So the example code from the CUDA sdk covers reading from a 2D texture references bound to a pitch linear memory region, and just looping through all the entries in a pitch linear memory region, however, I can’t seem to read from a pitch linear memory region and write to a linear memory region:
#define height 50
#define width 50
....
// Parallel Kernel
// MPPtr = cudamallocpitch memory
// MPtr = cudamallocd memory
__global__ void kernel_wo_loop(float* devMPPtr, float * devMPtr, int pitch)
{
unsigned int idx = blockIdx.x*blockDim.x + threadIdx.x;
unsigned int idy = blockIdx.y*blockDim.y + threadIdx.y;
devMPtr[idy*width+idx]=devMPPtr[idy*pitch+idx]+2.0f;
}
...
int main(){
...
float* devMPPtr;
float* devMPtr;
size_t pitch;
cudaMallocPitch((void**)&devMPPtr,&pitch, width * sizeof(float), height);
...
cudaMalloc((void**)&devMPtr,memsize*sizeof(float));
...
// possibly use dim3 grid(width/BLOCKSIZE,height/BLOCKSIZE), threads(BLOCKSIZE,BLOCKSIZE) ->
//kernel_wo_loop<<<grid,threads>>>(devMPPtr, devMPtr, pitch);
kernel_wo_loop<<<100,512>>>(devMPPtr, devMPtr, pitch);
// Copy back data to host
cudaMemcpy(h_out, devMPtr,memsize*sizeof(float),cudaMemcpyDeviceToHost);
...
Running the above example will result in the Cuda error: unspecified launch failure at the cudaMemcpy NOT the kernel. So my question is how do I access elements of the pitch linear memory array correctly?

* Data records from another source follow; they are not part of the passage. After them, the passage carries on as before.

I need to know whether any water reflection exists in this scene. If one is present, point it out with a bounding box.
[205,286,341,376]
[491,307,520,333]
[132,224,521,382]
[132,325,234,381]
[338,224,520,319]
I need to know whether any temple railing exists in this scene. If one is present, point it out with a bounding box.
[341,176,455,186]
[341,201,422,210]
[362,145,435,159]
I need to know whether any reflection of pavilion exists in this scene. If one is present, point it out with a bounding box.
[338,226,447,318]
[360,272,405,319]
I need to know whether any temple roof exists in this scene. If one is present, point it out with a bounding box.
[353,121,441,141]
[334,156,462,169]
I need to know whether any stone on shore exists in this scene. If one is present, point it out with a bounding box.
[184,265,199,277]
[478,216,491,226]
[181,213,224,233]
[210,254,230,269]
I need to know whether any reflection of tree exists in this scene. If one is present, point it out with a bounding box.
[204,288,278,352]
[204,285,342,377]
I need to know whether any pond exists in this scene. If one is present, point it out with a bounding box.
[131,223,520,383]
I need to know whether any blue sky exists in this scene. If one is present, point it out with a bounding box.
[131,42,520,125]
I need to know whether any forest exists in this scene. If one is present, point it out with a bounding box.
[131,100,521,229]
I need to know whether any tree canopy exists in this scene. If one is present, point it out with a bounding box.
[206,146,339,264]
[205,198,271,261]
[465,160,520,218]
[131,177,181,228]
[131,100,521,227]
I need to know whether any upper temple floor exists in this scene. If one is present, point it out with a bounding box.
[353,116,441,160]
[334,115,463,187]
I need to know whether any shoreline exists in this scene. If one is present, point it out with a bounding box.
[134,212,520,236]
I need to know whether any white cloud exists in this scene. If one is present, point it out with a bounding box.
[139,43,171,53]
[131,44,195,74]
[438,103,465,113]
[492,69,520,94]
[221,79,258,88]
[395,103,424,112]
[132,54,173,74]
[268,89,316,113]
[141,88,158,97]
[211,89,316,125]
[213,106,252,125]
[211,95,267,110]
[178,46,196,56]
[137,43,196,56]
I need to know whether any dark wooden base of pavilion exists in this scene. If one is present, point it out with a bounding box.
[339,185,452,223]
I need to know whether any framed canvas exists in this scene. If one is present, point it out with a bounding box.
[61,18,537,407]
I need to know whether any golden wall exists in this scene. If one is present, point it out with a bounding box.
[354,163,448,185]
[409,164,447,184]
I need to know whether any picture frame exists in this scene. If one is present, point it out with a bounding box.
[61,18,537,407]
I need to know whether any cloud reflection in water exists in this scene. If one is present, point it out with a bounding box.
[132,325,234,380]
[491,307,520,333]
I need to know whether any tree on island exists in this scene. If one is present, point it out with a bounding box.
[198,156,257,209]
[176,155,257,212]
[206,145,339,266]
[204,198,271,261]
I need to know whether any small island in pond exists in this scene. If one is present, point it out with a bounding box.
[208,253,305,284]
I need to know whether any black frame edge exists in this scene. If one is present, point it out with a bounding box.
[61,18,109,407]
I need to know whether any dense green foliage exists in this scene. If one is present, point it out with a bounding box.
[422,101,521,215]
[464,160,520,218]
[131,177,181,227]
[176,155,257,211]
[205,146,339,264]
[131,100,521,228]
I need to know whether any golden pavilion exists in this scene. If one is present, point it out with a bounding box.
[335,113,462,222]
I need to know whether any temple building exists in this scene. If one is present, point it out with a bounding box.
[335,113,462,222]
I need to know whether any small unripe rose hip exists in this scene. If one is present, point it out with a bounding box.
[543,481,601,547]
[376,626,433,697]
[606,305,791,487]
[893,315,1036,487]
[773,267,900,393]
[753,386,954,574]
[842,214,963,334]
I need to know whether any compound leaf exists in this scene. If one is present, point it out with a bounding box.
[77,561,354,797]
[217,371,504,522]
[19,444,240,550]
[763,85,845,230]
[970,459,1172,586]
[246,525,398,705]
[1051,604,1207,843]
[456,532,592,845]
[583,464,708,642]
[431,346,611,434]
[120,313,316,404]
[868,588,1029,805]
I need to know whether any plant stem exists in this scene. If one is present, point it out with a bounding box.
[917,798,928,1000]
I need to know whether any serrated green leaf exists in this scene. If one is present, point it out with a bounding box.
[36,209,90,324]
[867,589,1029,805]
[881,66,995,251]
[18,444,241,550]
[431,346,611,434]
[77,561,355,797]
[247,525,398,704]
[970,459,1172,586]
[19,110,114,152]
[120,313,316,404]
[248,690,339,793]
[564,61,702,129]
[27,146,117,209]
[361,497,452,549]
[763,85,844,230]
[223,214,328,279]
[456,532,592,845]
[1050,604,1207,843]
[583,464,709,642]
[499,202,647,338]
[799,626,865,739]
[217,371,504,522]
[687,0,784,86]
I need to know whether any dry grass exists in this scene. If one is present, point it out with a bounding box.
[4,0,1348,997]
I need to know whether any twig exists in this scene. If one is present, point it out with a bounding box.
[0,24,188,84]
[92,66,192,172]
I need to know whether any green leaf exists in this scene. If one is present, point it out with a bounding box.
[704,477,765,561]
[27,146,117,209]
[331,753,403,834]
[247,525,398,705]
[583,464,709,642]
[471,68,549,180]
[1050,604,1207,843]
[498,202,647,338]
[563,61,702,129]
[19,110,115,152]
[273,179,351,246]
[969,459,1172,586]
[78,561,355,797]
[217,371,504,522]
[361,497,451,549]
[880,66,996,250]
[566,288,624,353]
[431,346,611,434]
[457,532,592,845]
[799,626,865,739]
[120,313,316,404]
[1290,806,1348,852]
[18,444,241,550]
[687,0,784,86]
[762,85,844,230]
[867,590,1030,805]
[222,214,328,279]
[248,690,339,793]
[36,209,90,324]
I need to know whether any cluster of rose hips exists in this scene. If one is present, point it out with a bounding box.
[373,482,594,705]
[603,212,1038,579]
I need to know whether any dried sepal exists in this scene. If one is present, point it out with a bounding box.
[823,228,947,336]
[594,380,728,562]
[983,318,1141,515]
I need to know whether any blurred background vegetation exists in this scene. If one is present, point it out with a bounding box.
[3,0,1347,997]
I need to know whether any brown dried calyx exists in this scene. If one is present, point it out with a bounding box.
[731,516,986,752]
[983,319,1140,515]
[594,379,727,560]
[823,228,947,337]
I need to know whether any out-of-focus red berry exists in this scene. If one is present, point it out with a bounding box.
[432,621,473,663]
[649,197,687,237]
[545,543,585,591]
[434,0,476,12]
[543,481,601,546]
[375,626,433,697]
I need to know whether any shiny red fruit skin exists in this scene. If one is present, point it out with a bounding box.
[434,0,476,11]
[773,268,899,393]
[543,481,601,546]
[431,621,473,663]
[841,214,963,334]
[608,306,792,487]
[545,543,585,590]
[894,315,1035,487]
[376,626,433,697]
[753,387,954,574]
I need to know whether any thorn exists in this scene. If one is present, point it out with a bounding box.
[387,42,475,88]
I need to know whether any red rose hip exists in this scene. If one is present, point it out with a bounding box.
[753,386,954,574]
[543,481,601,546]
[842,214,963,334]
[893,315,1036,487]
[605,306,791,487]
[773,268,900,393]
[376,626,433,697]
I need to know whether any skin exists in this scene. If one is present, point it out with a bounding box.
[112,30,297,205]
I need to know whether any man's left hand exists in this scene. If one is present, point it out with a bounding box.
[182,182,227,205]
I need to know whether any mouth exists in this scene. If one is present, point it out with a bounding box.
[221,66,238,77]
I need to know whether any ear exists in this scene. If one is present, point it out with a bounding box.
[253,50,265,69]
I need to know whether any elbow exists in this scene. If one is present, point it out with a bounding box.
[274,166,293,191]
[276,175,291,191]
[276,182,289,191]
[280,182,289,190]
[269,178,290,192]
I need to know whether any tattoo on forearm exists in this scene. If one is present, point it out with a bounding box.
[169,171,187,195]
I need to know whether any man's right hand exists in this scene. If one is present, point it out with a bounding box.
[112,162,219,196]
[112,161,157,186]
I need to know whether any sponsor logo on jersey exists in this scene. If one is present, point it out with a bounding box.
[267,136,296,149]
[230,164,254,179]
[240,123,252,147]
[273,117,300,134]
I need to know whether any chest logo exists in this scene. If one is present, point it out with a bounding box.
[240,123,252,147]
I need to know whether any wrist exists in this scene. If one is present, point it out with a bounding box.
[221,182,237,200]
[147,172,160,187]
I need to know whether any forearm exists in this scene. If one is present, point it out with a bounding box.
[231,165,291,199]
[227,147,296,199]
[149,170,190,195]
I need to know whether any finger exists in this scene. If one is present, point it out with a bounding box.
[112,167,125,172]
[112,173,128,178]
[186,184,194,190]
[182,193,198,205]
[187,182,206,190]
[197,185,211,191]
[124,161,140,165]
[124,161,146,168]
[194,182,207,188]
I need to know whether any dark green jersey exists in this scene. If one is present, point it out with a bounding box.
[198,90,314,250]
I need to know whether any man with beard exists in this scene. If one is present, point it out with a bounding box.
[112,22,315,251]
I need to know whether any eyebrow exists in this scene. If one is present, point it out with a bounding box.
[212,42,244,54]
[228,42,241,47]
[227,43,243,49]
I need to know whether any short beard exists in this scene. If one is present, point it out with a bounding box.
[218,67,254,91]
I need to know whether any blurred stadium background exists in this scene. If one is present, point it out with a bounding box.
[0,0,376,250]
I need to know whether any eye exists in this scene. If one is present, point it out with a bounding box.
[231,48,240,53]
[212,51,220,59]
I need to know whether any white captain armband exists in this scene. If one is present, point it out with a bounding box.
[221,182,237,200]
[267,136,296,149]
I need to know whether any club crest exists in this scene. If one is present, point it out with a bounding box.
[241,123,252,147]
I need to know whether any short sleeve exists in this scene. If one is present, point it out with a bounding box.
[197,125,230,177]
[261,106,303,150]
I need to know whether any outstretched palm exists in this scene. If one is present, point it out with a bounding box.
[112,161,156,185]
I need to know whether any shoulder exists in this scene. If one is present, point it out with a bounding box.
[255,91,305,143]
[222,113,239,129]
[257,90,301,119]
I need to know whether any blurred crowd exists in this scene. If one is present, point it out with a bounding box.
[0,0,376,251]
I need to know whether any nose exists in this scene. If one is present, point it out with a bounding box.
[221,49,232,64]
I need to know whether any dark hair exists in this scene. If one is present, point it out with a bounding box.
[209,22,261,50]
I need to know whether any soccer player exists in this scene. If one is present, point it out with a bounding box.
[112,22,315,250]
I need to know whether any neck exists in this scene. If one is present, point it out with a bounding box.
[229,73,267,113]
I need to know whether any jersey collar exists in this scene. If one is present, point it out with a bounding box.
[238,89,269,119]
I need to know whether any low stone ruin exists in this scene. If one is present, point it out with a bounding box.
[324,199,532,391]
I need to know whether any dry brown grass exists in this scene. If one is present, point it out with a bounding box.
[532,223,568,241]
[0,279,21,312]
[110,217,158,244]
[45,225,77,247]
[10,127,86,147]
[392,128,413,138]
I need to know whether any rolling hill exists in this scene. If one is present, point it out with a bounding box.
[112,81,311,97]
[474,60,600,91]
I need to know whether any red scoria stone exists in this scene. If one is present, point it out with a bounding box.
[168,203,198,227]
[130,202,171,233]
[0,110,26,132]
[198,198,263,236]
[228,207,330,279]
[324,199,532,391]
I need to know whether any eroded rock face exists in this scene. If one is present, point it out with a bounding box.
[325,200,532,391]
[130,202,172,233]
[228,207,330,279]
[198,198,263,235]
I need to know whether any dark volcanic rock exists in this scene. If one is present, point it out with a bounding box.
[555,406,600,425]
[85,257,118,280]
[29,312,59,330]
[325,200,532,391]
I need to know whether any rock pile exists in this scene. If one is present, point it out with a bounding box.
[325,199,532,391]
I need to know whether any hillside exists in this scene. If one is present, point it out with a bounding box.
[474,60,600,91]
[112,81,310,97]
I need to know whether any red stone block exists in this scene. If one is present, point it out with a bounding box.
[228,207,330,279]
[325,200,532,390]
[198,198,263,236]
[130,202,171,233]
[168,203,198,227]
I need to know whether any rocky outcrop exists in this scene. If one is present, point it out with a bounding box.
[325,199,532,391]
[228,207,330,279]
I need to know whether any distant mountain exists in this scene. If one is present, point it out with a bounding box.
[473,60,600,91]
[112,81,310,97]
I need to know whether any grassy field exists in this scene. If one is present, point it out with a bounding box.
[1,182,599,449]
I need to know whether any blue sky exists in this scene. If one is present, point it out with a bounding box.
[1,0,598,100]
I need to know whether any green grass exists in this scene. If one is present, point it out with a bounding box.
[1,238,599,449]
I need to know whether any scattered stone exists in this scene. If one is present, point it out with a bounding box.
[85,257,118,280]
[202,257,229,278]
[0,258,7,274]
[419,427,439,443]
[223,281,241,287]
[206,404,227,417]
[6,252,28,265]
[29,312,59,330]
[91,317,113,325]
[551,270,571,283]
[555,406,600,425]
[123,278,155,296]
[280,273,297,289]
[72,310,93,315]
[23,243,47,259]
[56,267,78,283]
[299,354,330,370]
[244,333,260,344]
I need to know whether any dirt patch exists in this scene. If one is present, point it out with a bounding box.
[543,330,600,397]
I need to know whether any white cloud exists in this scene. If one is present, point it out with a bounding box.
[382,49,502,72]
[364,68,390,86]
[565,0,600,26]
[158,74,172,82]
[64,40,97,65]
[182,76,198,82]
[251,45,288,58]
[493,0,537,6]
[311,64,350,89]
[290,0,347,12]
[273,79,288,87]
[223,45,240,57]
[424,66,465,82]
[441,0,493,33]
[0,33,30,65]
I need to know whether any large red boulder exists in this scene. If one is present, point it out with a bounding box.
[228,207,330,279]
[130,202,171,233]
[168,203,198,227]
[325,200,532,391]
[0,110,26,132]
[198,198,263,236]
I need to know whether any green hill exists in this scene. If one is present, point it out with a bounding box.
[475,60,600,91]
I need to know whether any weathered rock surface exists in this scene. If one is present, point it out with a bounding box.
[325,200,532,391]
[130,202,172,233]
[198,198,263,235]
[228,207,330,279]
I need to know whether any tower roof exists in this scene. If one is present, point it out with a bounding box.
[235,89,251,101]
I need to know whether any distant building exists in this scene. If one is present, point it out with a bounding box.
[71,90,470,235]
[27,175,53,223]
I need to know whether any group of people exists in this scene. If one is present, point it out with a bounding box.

I’m guessing it has to do with the “<<<100,512>>>” - but I’m not sure how to set it up - should I do:
dim3 grid(width/BLOCKSIZE+1,height/BLOCKSIZE+1), threads(BLOCKSIZE,BLOCKSIZE)
(i would change the 1 to a variable but you get the idea since 50%16 !=0)
I want to avoid a texture read for now (but maybe its not possible without one- I don’t know). Somebody know how to read from a pitch linear memory region and write to a regular memory region? I can do this find with the for loop in the Programming guide, but what a waste of the gpu!